Monday, April 20, 2020

Memory Bank: Totowa NJ (1970's Edition)


In case you can’t tell from my toy collection, I had a wonderful and happy childhood in New Jersey of the 1970's. 

Although my family lived in the town of Glen Ridge (between Montclair and Bloomfield), we would sometimes spend a night in Totowa, New Jersey, about forty five minutes away from our home on Clinton Road.

Why?

Well, for one thing, Totowa was the location, in the late 1970s, of the Totowa Drive-In, on Rte. 46.  


It was there, in that venue, that my parents saw such films as Last House on the Left (1972), The Legend of Boggy Creek (1972), and Death Race 2000 (1975) while my sister and I were expected to go to sleep in the back of the car. 

As I've written about before...we stayed up and peeked.

Of course, we also saw plenty of kid’s movies at the Totowa Drive-In too, mostly Herbie movies from Disney, if memory serves. 

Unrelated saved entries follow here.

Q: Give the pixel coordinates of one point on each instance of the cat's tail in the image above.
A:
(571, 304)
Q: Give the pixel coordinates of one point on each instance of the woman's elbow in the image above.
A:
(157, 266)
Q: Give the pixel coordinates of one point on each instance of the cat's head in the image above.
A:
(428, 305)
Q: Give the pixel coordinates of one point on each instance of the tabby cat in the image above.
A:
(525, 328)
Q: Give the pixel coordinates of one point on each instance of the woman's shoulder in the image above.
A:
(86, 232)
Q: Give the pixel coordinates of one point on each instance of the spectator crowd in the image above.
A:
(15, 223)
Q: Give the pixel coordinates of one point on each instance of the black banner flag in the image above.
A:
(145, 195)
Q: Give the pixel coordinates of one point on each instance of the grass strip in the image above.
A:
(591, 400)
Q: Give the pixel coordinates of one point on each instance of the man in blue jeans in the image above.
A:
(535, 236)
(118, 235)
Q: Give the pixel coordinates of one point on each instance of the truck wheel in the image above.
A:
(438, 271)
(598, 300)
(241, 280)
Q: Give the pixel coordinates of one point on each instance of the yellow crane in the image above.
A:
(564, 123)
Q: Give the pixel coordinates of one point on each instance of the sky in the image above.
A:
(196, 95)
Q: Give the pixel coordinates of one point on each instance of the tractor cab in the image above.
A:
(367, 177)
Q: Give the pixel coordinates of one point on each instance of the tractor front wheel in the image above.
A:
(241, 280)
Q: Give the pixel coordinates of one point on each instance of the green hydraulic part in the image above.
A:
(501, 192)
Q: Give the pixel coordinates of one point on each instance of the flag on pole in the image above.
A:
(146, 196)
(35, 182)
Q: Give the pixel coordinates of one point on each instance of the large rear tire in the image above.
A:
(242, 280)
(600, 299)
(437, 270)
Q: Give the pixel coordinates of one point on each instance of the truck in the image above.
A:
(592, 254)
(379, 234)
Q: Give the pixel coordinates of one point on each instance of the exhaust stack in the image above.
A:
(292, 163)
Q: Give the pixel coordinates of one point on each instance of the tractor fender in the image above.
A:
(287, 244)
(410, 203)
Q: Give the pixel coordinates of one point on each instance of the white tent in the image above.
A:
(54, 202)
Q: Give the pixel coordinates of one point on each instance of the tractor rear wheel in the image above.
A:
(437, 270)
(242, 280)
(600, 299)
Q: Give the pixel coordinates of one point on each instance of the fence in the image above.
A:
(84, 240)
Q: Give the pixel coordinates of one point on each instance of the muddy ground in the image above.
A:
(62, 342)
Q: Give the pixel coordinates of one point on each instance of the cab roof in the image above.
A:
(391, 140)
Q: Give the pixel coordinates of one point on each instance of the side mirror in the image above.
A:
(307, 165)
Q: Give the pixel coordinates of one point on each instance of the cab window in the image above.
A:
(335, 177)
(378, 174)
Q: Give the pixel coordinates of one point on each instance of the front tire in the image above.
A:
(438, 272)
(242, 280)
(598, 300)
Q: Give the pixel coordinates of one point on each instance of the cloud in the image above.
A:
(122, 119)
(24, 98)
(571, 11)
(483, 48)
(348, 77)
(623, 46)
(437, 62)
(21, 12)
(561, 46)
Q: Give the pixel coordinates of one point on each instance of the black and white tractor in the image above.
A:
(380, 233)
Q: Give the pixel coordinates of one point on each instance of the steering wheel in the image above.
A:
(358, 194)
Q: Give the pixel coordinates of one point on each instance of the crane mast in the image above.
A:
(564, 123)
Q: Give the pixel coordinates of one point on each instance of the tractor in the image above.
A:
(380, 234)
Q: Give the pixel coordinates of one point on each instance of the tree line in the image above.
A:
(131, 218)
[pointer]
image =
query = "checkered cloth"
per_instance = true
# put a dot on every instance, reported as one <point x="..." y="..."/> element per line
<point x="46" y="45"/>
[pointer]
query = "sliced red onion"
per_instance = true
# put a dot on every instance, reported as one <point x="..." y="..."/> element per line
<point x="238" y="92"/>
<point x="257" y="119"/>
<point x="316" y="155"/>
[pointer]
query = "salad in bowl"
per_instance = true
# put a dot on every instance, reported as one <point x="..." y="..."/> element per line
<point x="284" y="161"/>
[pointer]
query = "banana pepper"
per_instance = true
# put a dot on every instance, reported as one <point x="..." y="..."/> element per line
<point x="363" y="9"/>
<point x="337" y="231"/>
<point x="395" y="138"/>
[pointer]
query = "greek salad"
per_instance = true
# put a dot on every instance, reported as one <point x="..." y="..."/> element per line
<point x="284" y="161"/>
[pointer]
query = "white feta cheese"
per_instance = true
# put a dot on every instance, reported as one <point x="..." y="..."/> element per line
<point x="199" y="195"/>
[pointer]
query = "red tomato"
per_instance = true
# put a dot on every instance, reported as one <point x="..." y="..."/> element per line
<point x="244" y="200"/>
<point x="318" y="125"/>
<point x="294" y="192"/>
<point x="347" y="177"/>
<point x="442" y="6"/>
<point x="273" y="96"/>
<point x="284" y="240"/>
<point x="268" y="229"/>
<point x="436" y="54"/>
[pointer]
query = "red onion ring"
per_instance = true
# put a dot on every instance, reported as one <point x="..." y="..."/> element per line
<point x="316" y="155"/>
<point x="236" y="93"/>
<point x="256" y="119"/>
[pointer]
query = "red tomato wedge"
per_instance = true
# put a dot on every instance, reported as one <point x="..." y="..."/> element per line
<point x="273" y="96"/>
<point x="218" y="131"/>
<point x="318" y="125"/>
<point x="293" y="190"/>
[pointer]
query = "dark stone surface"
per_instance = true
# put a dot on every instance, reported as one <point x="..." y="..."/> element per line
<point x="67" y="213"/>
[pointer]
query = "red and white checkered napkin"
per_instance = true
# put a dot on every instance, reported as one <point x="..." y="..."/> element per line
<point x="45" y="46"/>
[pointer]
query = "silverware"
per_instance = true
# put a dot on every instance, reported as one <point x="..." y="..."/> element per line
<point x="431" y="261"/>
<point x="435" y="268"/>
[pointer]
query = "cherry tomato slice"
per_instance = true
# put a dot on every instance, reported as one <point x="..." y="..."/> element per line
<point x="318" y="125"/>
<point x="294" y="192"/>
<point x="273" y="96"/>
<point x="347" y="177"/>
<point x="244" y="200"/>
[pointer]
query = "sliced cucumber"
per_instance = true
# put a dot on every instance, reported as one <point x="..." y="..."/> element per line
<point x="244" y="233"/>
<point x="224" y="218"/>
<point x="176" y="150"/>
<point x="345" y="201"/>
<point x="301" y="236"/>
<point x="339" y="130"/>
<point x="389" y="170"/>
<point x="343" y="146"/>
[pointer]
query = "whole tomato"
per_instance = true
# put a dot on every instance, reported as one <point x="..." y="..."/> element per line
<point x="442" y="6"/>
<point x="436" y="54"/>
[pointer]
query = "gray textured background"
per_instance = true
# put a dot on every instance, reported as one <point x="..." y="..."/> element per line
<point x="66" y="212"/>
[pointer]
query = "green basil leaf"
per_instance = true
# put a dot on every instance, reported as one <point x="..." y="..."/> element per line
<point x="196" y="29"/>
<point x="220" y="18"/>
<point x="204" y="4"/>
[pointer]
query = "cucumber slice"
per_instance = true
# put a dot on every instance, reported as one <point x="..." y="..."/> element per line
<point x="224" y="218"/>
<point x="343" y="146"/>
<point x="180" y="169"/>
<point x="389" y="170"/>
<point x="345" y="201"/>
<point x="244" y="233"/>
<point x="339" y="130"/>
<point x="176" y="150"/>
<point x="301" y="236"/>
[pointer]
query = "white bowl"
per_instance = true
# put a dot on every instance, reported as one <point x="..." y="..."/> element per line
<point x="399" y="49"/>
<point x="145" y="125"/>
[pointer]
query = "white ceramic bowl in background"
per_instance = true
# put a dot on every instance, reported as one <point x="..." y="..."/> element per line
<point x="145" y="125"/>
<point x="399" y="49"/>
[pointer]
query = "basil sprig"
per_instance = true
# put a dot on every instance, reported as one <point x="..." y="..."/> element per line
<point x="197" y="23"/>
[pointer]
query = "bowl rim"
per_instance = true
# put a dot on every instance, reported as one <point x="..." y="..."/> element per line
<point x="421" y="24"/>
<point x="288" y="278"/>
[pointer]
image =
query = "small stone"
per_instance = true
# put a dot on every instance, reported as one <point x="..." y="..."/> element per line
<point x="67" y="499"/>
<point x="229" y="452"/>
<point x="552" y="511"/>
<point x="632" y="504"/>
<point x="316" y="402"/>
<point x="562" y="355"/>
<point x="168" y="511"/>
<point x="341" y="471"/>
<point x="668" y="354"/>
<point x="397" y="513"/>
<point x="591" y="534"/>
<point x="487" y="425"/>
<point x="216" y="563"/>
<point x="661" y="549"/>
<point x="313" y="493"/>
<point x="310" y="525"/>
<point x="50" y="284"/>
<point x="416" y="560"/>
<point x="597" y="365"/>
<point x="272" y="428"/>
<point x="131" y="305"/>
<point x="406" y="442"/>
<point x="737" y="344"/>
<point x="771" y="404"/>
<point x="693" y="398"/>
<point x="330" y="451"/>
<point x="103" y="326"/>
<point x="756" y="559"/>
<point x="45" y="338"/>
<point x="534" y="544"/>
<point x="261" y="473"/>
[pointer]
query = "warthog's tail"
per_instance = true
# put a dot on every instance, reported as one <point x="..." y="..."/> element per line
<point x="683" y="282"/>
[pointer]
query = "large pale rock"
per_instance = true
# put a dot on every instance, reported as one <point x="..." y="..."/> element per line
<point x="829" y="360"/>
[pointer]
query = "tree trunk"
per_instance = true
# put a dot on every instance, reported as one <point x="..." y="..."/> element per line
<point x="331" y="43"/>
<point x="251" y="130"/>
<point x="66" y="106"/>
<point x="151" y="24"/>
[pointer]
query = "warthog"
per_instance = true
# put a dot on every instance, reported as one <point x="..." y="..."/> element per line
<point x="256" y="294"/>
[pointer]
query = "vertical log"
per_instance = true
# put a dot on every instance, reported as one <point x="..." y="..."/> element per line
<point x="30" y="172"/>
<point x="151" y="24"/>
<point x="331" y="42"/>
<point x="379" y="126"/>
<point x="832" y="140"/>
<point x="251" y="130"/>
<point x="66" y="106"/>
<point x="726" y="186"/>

But on a day we were going to the Drive-In to see a movie, my Mom would pack us all sub sandwiches, potato chips and homemade blueberry muffins, and we’d all sit in the car together watching the featured movie on the big screen. I remember how twitchy the sound system was, at times, and the big, clunky speakers we'd hang on our windows so we could hear the audio.  


But sometimes, when we were in Totowa for  movie, we also visited a store that I possess vivid memories of to this day: Two Guys.  


What was Two Guys?  Well, it was a discount chain that had a hundred or so locations in New York, Pennsylvania, Connecticut, and Jersey from about 1946 to 1982. 

The store sold Vornado Brand appliances and fans, but had much more to offer as well. The giant store in Totowa had a lumber department, a grocery store, a toy department, a soda/ice cream counter, and a house wares section, for instance.  I know there were Two Guys locations in Middletown, East Hanover and Cherry Hill too, but I remember primarily, the Totowa store.

When you first walked in, there was a huge midway. And there, on that path, was a pre-Atari 2600, free-standing Pong game unit, at least for a while.  So we would go to Two Guys, buy sodas and my parents would engage in Pong battles for a good long while.  


When I discussed Two Guys (originally known as Two Guys from Harrison) with my Dad the other day, he mentioned to me that we also got our first screen tent -- for cross-country camping -- at the Two Guys located in Totowa.

In 2015, I still carry memories of at least one particular visit to Two Guys. It was late at night -- or at least dark out -- perhaps after a trip to the Drive-In, and we went inside.  

In the toy department there were rows of Star Trek: The Motion Picture (1979) toys that I had never seen in Toys R Us or other toy store, and which I would never see for sale again, except in the collectible market.  

For example, I remember distinctly seeing the Electronic U.S.S. Enterprise from South Bend, as well as the electronic “phaser guns” and belt buckles from the same manufacturer.




I assume, perhaps incorrectly, that Two Guys -- a discount store -- had these toys in stock because they were poor sellers. I remember wanting these toys very badly, but for seventies dollars, they were very expensive. 

Not long after that visit -- in the early 1980s -- Two Guys went out of business and was replaced by a store called Bradlees, another chain that is out of business now too.  


The Totowa Drive-In is no longer operating, either.  

Yet all these places live on in my memories.

I haven't been to Totowa in many years (probably since the late 1980s...), but I do remember the great times I spent there with my family long, long ago, watching movies, playing Pong, and lusting for starship toys.

I told my son, Joel the other night that if I could time travel with him, I'd take him to Totowa in the late seventies to see Star Wars at the drive-in theater, and then buy him some ice cream and toys at Two Guys.  

He told me, without batting an eye, that it was a bad idea, because I might run into my younger self.  

And what if I bought him a toy that young JKM was supposed to own?  

The whole universe would succumb to a reality-shattering paradox!

That's my boy.


1 comment:

  1. Wonderful childhood places. John, I had ones almost the same here too.